At the Mineola Memorial Library, Dr. Di Maio gave a presentation on his experience in Iraq during a four-month tour. Stationed in the Al Asad airfield, just south of the Euphrates River, in the Anbar province.
It was at that 25-bed hospital, which was staffed by medical personnel of all different specialties, two-thirds of which were reservists and a third on active duty, where Dr. Di Maio saw the horrors of what bombs exploded by insurgents could do to the human body. "Sometimes we filled it up if there was an attack or an explosion off post, we would get a ton of patients all at once," he said.
Most of the injuries came from explosions from bombs that left limbs burned and mangled, some requiring amputation. "That's really all the enemy had left - suicide bombs and roadside bombs," said Dr. Di Maio, who helped treat patients who came into the hospital with traumatic injuries.
One Iraqi soldier was hit by a piece of metal from an improvised explosive device that sliced his rear end. Luckily, the metal missed his rectum. The soldier survived.
"Just enormous attempts and efforts went into saving people," said Dr. Di Maio.

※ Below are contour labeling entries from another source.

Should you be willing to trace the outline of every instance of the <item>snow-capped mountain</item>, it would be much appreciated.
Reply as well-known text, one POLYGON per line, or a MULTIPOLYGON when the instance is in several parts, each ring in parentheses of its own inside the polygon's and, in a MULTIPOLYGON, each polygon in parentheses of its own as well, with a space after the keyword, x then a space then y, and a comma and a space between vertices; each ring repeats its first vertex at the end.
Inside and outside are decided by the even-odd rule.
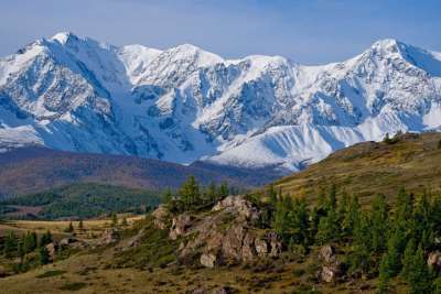
POLYGON ((395 40, 343 63, 228 61, 72 33, 0 59, 3 149, 43 144, 295 171, 385 133, 441 128, 441 53, 395 40))

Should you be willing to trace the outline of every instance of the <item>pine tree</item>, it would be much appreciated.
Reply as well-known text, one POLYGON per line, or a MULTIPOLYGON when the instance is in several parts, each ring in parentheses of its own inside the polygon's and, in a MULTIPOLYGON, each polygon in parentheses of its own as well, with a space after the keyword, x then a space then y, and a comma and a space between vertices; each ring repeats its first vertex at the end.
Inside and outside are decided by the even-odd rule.
POLYGON ((376 253, 384 252, 388 228, 388 207, 385 195, 377 195, 373 202, 370 225, 373 250, 376 253))
POLYGON ((226 182, 220 184, 217 195, 218 195, 219 199, 223 199, 229 195, 229 187, 226 182))
POLYGON ((269 199, 269 203, 272 206, 276 207, 276 204, 277 204, 277 192, 276 192, 276 188, 275 188, 275 184, 272 184, 272 183, 270 185, 268 185, 268 187, 267 187, 267 197, 269 199))
POLYGON ((359 220, 361 209, 357 196, 348 198, 348 207, 343 216, 342 231, 344 236, 352 236, 356 224, 359 220))
POLYGON ((111 226, 116 227, 118 225, 118 216, 117 214, 111 214, 111 226))
POLYGON ((405 253, 402 254, 401 263, 402 263, 402 270, 401 270, 401 275, 405 277, 405 280, 408 279, 410 272, 413 271, 413 255, 415 252, 417 251, 415 241, 413 239, 410 239, 407 242, 405 253))
POLYGON ((394 277, 401 270, 401 255, 406 247, 402 230, 395 230, 387 241, 387 252, 383 255, 380 269, 385 277, 394 277))
POLYGON ((74 225, 72 225, 72 221, 69 222, 68 227, 64 229, 65 232, 73 232, 74 231, 74 225))
POLYGON ((52 242, 52 233, 50 230, 47 230, 45 233, 43 233, 40 237, 40 243, 39 247, 45 247, 46 244, 52 242))
POLYGON ((309 211, 304 198, 295 199, 292 210, 288 211, 284 226, 288 239, 292 244, 301 244, 304 248, 309 243, 309 211))
POLYGON ((179 194, 186 210, 191 209, 193 205, 200 202, 200 185, 193 175, 182 185, 179 194))
POLYGON ((218 200, 216 190, 217 190, 216 184, 214 182, 209 183, 205 192, 206 195, 205 198, 208 204, 214 204, 218 200))
POLYGON ((35 250, 36 248, 36 233, 28 232, 23 239, 23 251, 24 253, 29 253, 35 250))
POLYGON ((315 240, 319 244, 338 241, 340 239, 340 222, 336 211, 330 210, 325 217, 322 217, 319 222, 315 240))
POLYGON ((10 231, 4 239, 3 253, 6 258, 17 255, 19 240, 13 231, 10 231))
POLYGON ((353 252, 349 258, 351 272, 368 272, 372 268, 372 232, 370 219, 366 213, 361 213, 354 220, 353 252))
POLYGON ((409 248, 411 252, 407 252, 409 255, 404 259, 404 277, 409 283, 409 293, 430 293, 431 291, 431 276, 429 268, 424 260, 424 253, 421 247, 418 247, 417 251, 413 248, 409 248))

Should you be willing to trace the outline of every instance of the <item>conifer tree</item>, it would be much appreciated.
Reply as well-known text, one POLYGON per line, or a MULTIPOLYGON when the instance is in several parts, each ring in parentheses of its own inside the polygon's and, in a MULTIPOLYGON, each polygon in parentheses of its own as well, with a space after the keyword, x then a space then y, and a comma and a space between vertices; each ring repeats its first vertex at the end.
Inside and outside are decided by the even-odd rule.
POLYGON ((12 258, 17 255, 19 240, 13 231, 10 231, 4 239, 3 254, 6 258, 12 258))
POLYGON ((380 272, 385 277, 394 277, 401 270, 401 255, 406 247, 406 237, 402 230, 397 229, 387 242, 387 252, 383 255, 380 272))
POLYGON ((377 195, 373 202, 370 225, 373 250, 377 253, 384 252, 388 228, 388 207, 385 195, 377 195))
POLYGON ((367 214, 361 213, 353 226, 354 249, 349 259, 349 271, 368 272, 372 268, 372 225, 367 214))
POLYGON ((72 221, 69 222, 68 227, 64 231, 65 232, 73 232, 74 231, 74 225, 72 225, 72 221))
POLYGON ((40 242, 39 242, 39 247, 45 247, 46 244, 52 242, 52 233, 50 230, 47 230, 45 233, 43 233, 40 237, 40 242))
POLYGON ((116 227, 118 225, 118 216, 116 213, 111 214, 111 226, 116 227))
POLYGON ((23 251, 24 253, 29 253, 35 250, 36 248, 36 233, 28 232, 23 239, 23 251))
POLYGON ((348 207, 343 216, 342 230, 345 236, 352 236, 359 220, 361 209, 357 196, 348 198, 348 207))
POLYGON ((200 186, 193 175, 182 185, 179 194, 185 209, 200 202, 200 186))
POLYGON ((44 246, 39 248, 39 255, 37 257, 39 257, 40 265, 44 265, 44 264, 49 263, 49 258, 50 258, 49 257, 49 251, 44 246))
MULTIPOLYGON (((412 244, 410 244, 412 246, 412 244)), ((430 293, 431 276, 424 260, 421 247, 415 251, 415 246, 409 246, 409 252, 404 258, 404 277, 409 284, 410 294, 430 293)), ((408 248, 407 248, 408 249, 408 248)))
POLYGON ((337 241, 340 239, 340 221, 337 213, 330 210, 325 217, 319 221, 315 240, 319 244, 337 241))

Some civilians happened to be at the wrong place at the wrong time when a bomb hit. A young Iraqi girl who could have been about 4 years old, for instance, was hit with a piece of metal, which entered her hip and wound up in her abdomen. The metal was taken out through surgery and the young girl survived. "We did a lot for civilians there too, not just Americans," said Dr. Di Maio. The American military personnel even treated dogs that had gotten injured.
The youthful looking and well-spoken Dr. Di Maio and the other doctors and nurses who staffed the 399th CSH had to be ready for whatever emergency came their way. "Being an internist, I don't see a lot of this stuff. I sit down with patients and interview them about basic medical problems and I was used in an emergency room capacity during these mass casualties. I had to be at a bed. Maybe we had 10 beds and if I had to man number seven and if one through six filled up, mine was the next guy rolling. That's not something I do every day. The first time I did it, my heart was pounding. I thought it was going to come out of my chest," he said. "By the end of the summer, I was much more comfortable in those trauma situations."

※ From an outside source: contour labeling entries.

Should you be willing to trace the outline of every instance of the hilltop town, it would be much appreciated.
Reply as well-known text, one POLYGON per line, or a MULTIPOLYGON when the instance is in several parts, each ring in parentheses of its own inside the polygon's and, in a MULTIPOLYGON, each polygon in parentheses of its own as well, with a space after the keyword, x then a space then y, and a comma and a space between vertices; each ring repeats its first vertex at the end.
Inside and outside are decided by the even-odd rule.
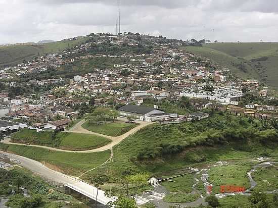
POLYGON ((177 102, 182 96, 196 111, 228 109, 268 119, 278 111, 270 105, 275 91, 188 53, 184 46, 194 45, 192 40, 132 33, 81 38, 83 44, 71 49, 1 69, 0 116, 45 123, 57 115, 76 119, 92 106, 117 109, 149 105, 152 100, 159 108, 159 102, 177 102), (260 102, 247 103, 246 93, 255 94, 260 102))
POLYGON ((277 91, 188 50, 217 42, 125 32, 48 44, 67 46, 0 68, 0 176, 28 176, 30 200, 277 204, 277 91), (19 166, 55 184, 37 190, 29 181, 43 179, 19 166))

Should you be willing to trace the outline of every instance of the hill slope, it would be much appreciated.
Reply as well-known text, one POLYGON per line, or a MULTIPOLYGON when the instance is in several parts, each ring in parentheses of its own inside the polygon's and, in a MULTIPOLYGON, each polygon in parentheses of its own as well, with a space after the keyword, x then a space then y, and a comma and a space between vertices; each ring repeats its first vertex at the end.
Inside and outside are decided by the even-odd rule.
POLYGON ((0 46, 0 66, 29 61, 39 55, 55 53, 85 42, 87 37, 78 40, 61 40, 43 44, 0 46))
POLYGON ((186 48, 230 68, 241 77, 278 87, 278 43, 218 43, 186 48))

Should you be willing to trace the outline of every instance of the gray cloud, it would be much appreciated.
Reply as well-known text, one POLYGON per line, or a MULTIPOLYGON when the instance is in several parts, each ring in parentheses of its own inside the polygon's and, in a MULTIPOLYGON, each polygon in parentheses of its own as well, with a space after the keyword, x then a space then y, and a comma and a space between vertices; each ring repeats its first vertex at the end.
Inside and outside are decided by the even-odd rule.
MULTIPOLYGON (((123 31, 278 41, 276 0, 121 0, 123 31)), ((0 0, 0 43, 115 32, 117 0, 0 0)))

Dr. Di Maio is still a reservist, but he is now back to his practice on Westbury Avenue, near Glen Cove Road, in Carle Place, also near his home on Donna Lane in Mineola. "I have no regrets. It was a positive experience," he said of serving the country. "The people you worked with, you never forget. I'll never forget those people. We all felt good when we came back. We were eager to get back to civilian life, but we feel like we did something worthwhile."